Music is a part of our lives. From the song playing on your radio alarm as you wake up, to the elevator music you hear on you way to work, to the dinner music at a dinner out with your special person, music is all around us. Lullabies put our children to sleep, national anthems announce the start of a hockey game, and Happy Birthday makes us smile around a candle-lit cake. Music is also a big part of the church.

  • Music triggers memories.

Some couples have a song. It could be the song that was playing on their first date or another significant moment. Songs can take us back to occasions or moments of significance to us. I remember singing How Great Thou Art with some friends underneath tall evergreens on the shore of Heart Lake in northern British Columbia. We sang of God’s work in creation as the rain poured down and the lightning flashed against the night sky, lighting up the mountains around us. Every time I hear that song, I remember that place and that special moment.

In church, some songs remind us of special moments we had with God. The Goodness of God, by Bethel Music has a special place in my heart because I first heard it while in a low point in my life and it did a lot to lift me up and reorient myself with a renewed trust in God.

  • Songs teach us.

The tunes that stick in our head through the week remind us of the sermon we heard last Sunday and the truths that the Holy Spirit revealed to us. Humming or whistling a tune reminds us of something even when the words aren’t sung.

Statements read or spoken are not as easily retained as when in a song or put to a tune. As we sing songs together on Sunday morning or on our own throughout the week, we begin to internalize the words, and ultimately learn from them. Some of the great hymns of old were powerful because of the biblical truths they teach.

On the other hand, some of them taught us things that were not true. Christmas carols for instance taught us that baby Jesus didn’t cry, which can’t be true if He was truly human. How else would he have communicated his needs as a baby? We Three Kings declares there were three wisemen or Magi when the Bible doesn’t say that. Songs make assumptions and take poetic license, which is fine until we assume the words are truth.

Songs teach us. We just need to be aware what we are learning as we sing. Do the lyrics declare biblical truths that we can stand behind, or do they teach something contrary to what we preach and practice?

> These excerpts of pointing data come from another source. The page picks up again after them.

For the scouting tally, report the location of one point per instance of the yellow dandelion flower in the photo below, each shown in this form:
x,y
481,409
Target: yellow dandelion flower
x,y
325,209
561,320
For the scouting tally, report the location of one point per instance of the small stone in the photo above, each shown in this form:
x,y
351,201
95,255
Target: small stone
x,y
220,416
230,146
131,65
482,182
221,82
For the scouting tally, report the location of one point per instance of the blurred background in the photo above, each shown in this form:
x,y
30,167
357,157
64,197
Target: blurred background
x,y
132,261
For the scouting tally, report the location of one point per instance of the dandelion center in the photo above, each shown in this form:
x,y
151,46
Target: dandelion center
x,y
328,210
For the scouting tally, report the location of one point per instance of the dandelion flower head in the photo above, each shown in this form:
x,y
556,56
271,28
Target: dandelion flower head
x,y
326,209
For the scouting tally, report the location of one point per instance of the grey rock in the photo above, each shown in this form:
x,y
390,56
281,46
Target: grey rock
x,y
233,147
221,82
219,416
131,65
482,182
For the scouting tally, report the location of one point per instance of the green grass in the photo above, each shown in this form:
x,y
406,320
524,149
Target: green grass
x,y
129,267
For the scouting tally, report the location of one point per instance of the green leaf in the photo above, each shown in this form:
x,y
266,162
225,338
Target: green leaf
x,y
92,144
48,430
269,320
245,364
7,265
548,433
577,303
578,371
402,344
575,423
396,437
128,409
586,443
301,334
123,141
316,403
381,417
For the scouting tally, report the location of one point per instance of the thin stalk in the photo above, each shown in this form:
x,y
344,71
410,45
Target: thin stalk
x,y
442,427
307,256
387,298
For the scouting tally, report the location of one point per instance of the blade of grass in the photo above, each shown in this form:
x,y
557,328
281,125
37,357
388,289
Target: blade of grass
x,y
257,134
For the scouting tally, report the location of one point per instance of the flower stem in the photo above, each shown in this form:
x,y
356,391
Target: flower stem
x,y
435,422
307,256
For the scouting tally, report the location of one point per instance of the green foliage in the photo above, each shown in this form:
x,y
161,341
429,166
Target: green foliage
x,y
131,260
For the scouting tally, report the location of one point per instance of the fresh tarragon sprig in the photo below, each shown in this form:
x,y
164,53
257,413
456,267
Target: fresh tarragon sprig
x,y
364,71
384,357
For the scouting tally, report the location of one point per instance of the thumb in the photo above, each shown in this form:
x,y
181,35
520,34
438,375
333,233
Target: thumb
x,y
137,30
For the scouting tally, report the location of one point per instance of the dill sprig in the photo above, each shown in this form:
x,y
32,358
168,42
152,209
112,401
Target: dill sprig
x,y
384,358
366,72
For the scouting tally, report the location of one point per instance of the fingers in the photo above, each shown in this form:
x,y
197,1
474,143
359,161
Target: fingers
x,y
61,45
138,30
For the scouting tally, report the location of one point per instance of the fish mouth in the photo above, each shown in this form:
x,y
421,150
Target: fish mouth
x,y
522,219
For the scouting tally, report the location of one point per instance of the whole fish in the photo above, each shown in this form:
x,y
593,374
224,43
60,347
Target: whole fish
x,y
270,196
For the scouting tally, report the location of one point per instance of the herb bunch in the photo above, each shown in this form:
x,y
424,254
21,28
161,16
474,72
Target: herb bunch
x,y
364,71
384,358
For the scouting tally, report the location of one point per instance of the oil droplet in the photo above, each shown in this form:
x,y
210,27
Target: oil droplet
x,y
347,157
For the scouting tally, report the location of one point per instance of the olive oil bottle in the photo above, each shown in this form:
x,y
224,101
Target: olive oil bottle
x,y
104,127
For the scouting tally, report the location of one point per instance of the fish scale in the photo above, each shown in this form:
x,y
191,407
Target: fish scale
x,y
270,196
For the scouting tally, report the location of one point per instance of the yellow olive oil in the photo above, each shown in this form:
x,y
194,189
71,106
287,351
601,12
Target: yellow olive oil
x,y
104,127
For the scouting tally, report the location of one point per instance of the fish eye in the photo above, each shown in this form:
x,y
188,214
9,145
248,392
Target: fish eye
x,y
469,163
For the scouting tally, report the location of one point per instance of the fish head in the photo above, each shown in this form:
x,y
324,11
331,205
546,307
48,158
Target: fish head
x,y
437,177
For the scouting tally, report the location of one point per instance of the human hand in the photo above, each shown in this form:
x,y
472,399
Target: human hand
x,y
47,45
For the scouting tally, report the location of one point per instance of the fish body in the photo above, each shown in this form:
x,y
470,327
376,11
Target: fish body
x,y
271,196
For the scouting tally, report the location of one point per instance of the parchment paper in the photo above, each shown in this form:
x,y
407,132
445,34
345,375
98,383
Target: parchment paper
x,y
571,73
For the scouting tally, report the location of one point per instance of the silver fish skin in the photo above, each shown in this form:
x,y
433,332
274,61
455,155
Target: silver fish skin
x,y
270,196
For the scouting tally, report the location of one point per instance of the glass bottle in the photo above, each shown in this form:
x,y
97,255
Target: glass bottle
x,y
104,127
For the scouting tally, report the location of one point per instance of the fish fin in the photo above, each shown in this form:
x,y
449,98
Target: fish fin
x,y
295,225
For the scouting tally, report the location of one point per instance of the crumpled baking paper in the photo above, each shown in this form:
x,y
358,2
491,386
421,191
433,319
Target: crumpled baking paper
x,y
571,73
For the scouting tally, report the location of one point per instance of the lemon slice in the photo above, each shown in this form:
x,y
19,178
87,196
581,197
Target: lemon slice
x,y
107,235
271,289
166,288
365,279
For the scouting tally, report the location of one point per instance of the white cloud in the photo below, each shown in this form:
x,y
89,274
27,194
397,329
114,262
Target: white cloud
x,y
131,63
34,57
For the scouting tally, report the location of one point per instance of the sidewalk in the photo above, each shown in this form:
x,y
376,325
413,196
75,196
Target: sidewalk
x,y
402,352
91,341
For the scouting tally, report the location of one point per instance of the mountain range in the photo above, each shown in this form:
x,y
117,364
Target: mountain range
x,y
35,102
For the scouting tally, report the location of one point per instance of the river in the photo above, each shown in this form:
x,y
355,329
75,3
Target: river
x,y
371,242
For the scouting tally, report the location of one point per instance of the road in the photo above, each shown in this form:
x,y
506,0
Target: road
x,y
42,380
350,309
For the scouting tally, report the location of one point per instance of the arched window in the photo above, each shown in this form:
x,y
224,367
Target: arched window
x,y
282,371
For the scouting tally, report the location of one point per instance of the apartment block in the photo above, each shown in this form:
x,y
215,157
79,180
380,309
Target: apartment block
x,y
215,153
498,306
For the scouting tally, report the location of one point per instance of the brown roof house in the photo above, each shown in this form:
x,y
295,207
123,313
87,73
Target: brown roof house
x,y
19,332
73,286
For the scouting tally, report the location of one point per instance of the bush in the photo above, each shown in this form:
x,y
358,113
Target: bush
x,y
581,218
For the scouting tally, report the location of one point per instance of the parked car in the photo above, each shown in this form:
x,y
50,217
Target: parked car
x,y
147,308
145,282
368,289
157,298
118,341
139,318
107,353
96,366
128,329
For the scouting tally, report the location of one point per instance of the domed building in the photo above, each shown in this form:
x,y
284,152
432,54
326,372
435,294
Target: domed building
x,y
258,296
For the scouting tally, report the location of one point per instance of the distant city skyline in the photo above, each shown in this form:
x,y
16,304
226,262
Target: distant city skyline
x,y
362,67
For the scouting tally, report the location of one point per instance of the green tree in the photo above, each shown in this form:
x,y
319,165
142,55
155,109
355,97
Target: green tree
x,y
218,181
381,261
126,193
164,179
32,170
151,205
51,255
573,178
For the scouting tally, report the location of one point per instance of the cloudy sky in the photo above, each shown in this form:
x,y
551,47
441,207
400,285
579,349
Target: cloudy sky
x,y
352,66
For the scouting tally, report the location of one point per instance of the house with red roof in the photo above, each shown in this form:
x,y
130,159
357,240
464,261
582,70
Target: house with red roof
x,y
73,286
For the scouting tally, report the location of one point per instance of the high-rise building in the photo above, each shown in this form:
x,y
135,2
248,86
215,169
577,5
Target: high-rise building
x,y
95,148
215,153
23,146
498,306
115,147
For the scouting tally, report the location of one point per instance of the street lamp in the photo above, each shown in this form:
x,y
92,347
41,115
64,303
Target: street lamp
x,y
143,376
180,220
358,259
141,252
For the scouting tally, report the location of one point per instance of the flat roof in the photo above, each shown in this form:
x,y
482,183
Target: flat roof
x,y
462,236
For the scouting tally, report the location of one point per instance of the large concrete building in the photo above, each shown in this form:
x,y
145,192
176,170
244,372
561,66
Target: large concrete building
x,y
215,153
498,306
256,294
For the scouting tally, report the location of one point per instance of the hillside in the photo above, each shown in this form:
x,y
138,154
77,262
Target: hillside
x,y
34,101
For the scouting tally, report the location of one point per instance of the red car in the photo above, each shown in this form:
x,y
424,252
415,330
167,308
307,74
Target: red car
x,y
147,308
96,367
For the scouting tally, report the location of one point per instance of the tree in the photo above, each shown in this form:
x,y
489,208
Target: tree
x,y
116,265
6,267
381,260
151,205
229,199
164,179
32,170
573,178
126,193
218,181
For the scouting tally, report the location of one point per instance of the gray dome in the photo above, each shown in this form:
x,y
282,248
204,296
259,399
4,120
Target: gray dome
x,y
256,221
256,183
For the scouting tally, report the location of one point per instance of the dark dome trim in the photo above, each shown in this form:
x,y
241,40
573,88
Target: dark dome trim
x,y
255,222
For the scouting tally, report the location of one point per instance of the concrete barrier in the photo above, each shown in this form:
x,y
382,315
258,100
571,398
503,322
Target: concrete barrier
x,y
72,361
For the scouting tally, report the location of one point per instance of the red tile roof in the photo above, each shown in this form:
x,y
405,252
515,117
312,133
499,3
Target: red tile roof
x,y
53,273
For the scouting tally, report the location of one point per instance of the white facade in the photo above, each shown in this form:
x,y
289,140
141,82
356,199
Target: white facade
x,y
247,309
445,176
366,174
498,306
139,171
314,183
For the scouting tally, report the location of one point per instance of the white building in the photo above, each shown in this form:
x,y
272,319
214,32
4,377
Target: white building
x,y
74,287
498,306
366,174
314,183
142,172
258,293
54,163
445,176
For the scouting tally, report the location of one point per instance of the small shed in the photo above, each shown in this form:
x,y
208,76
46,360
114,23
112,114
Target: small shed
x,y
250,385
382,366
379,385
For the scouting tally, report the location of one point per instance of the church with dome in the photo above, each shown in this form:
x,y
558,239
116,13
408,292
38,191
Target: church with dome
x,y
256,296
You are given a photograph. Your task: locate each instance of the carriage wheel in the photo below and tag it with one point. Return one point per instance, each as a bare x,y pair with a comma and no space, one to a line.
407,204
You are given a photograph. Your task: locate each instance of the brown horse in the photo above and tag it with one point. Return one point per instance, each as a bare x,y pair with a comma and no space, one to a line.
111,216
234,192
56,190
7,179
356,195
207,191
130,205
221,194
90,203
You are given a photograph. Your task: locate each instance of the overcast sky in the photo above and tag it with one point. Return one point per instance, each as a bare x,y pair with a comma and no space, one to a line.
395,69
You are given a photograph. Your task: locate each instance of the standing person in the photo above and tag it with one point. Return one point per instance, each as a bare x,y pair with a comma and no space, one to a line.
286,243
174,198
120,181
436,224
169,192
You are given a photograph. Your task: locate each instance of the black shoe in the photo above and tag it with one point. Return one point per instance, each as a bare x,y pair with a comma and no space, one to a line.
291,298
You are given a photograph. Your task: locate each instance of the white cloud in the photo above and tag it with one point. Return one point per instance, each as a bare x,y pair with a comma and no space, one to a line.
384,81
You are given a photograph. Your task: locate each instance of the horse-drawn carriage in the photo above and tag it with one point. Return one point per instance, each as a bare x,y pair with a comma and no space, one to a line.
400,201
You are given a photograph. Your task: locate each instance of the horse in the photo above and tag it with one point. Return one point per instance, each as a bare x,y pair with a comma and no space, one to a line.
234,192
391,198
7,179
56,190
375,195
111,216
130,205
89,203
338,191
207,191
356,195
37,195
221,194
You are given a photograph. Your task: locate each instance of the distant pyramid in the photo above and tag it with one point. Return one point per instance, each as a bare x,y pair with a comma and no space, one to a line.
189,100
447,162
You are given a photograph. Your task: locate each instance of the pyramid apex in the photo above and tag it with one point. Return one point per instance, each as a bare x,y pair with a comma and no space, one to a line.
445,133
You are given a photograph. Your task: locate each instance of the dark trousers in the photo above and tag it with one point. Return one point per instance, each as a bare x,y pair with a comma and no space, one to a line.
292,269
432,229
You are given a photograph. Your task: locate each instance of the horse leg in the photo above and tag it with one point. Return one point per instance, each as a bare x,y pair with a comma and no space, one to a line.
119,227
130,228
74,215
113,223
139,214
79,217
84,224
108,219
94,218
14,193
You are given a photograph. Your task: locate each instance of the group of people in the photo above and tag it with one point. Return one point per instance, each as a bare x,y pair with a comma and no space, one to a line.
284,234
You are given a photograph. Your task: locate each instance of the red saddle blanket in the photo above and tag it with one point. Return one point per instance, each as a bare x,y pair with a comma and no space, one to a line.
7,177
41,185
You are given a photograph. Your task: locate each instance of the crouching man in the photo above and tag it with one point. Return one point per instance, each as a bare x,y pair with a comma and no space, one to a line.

  • Songs speak to our hearts

Songs, and the music we sing them to, have a way of grabbing ahold of our hearts. They become personal expressions declaring great truths we agree with, or prayers expressing our hearts in a way we couldn’t until we heard and sang this song. Songs are the expression of the writer, and when we find a song where the writer expresses exactly what we want to say, it can be a wonderful experience. It gives words to feelings we may not have been able to articulate.

I have had songs help me declare my faith in God in the middle of the storms of my life. When everything seemed to be going wrong around me, I could join in with the song and reaffirm my belief that God was and is still sovereign even in my tough times.

Songs can make us laugh and make us cry as they enable us to put words to our emotions.

  • Songs Invigorate Us

Armies often had battle songs. National anthems inspire athletes to do their best at the Olympics. And songs can help us to rise to the challenges that face us every day. They don’t just give us something to identify with but draw us to commit to action. Songs can invite us to declare our allegiance to our God and King again.

There is power in music and song. We need to recognize that power and use it in a way that will continue to remind each other to keep looking to Jesus and honor God with our lives. Let’s encourage and inspire each other as we sing.